I hope this would help . @robotzheng @li10141110
@zherowolf i train with both universal_transformer_big and transformer_big in one gpu P40 (PROBLEM=translate_enzh_wmt32k), but in the training process ,the process will stop itself early, it's so weird. Have you met this?
@MostafaDehghani could you help to see the issue #1006 , several people meet a common problem, when tried hparams of universal_transformer_base, about 10W steps, it will not be convergence, the loss maintain about 4~5. Any solution to this?
INFO:tensorflow:Saving dict for global step 109000: global_step = 109000, loss = 4.23917, metrics-translate_enzh_wmt32k/targets/accuracy = 0.32611865, metrics-translate_enzh_wmt32k/targets/accuracy_per_sequence = 0.0, metrics-translate_enzh_wmt32k/targets/accuracy_top5 = 0.5148043, metrics-translate_enzh_wmt32k/targets/approx_bleu_score = 0.028782098, metrics-translate_enzh_wmt32k/targets/neg_log_perplexity = -4.2202907, metrics-translate_enzh_wmt32k/targets/rouge_2_fscore = 0.08715047, metrics-translate_enzh_wmt32k/targets/rouge_L_fscore = 0.33720428 INFO:tensorflow:Saving 'checkpoint_path' summary for global step 109000: /home/exuekun/AI_Challenger_2018_base/Baselines/english_chinese_machine_translation_baseline/train/universal_train/model.ckpt-109000
@MostafaDehghani 你可以帮忙看看问题#1006,几个人遇到一个常见的问题,当试用hparams的universal_transformer_base时,大约10W步,它不会收敛,损失保持在4~5左右。对此有何解决方案?

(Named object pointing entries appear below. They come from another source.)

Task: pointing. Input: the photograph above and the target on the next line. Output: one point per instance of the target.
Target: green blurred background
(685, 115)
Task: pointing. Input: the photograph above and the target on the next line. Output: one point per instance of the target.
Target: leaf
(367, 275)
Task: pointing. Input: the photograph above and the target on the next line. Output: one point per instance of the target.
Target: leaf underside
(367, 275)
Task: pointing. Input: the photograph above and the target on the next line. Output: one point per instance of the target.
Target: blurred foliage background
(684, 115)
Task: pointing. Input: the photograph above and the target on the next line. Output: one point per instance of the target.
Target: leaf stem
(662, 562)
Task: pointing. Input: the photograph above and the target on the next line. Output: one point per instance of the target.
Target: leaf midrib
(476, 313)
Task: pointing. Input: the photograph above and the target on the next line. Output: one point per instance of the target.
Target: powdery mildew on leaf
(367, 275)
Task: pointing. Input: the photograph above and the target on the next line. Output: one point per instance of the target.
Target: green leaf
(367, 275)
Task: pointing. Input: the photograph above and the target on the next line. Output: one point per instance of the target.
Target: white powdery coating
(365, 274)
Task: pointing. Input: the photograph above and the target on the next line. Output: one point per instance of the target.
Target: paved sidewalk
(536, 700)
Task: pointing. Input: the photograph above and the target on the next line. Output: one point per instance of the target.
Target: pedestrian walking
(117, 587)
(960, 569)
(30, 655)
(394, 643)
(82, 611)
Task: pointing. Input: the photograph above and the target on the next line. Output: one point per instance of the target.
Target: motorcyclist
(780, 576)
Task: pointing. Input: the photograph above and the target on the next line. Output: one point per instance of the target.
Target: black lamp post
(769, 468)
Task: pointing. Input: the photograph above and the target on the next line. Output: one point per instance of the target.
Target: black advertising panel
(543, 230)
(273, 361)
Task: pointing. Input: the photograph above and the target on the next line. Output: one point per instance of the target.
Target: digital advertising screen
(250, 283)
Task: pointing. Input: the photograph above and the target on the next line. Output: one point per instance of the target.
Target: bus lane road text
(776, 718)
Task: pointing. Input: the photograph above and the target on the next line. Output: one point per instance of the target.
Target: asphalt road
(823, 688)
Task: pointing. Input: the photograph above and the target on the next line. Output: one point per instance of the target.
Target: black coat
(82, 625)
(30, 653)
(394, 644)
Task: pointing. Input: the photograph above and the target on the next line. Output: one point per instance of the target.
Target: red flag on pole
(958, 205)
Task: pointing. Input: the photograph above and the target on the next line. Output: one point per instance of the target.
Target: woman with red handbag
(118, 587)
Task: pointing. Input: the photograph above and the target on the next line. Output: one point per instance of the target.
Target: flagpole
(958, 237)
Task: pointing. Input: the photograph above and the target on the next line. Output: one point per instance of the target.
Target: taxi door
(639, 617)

INFO:tensorflow:保存全局步骤109000的dict:global_step = 109000,loss = 4.23917,metrics-translate_enzh_wmt32k / targets / accuracy = 0.32611865,metrics-translate_enzh_wmt32k / targets / accuracy_per_sequence = 0.0,metrics-translate_enzh_wmt32k / targets / accuracy_top5 = 0.5148043,metrics -translate_enzh_wmt32k / targets / approx_bleu_score = 0.028782098,metrics-translate_enzh_wmt32k / targets / neg_log_perplexity = -4.2202907,metrics-translate_enzh_wmt32k / targets / rouge_2_fscore = 0.08715047,metrics-translate_enzh_wmt32k / targets / rouge_L_fscore = 0.33720428 INFO:tensorflow:为全局保存'checkpoint_path'摘要步骤109000:/home/exuekun/AI_Challenger_2018_base/Baselines/english_chinese_machine_translation_baseline/train/universal_train/model.ckpt-109000
hi, Can I add your WeChat? i have the same question.
@zherowolf Thank you so much and could please tell us your universal transformer t2t_trainer settings in zh-en mt task. My loss fluctuated between 2-3 within 400,000 steps in my experiments with default settings in zh-en mt task.
sorry for replying late. My Experiments settings are followings: [data preprocess]
1. I used "training-parallel-commoncrawl.tgz" , "training-parallel-europarl-v7.tgz" and "training-parallel-nc-v12.tgz" which are available on wmt website. 2. I preprocessed my data with https://github.com/pytorch/fairseq/blob/master/examples/translation/prepare-wmt14en2de.sh and thanks to @myleott
[setup] I did not use translate_ende_wmt32k and defined my own problem and hparams for ende , but I don't think there's much difference. for transformer base model: for universal transformer base:
[training] I trained both models with 4 gpus of V100 . for transformer base, I trained 361600 steps within about 60 hours. for universal transformer, I trained 262000 steps wthin about 90 hours. and the final results in newstest2014 with each checkpoint are in following:
I also trained a transformer big model (green line), which is better with more parameters.
I hope this would help . @robotzheng @li10141110
@zherowolf Will you share your code?
"universal_transformer_big" does not work, I have to use "universal_transformer_base" with "hparams="hidden_size=2048,filter_size=8196". "universal_transformer_big" requires more GPU RAM than "transformer_big", thus smaller batch size (in my case 2048 vs 3600).
Description
hi,guys, Did someone try universal transformer in machine translation tasks? My experiments with default settings does not surpass transformer in zh-en mt task.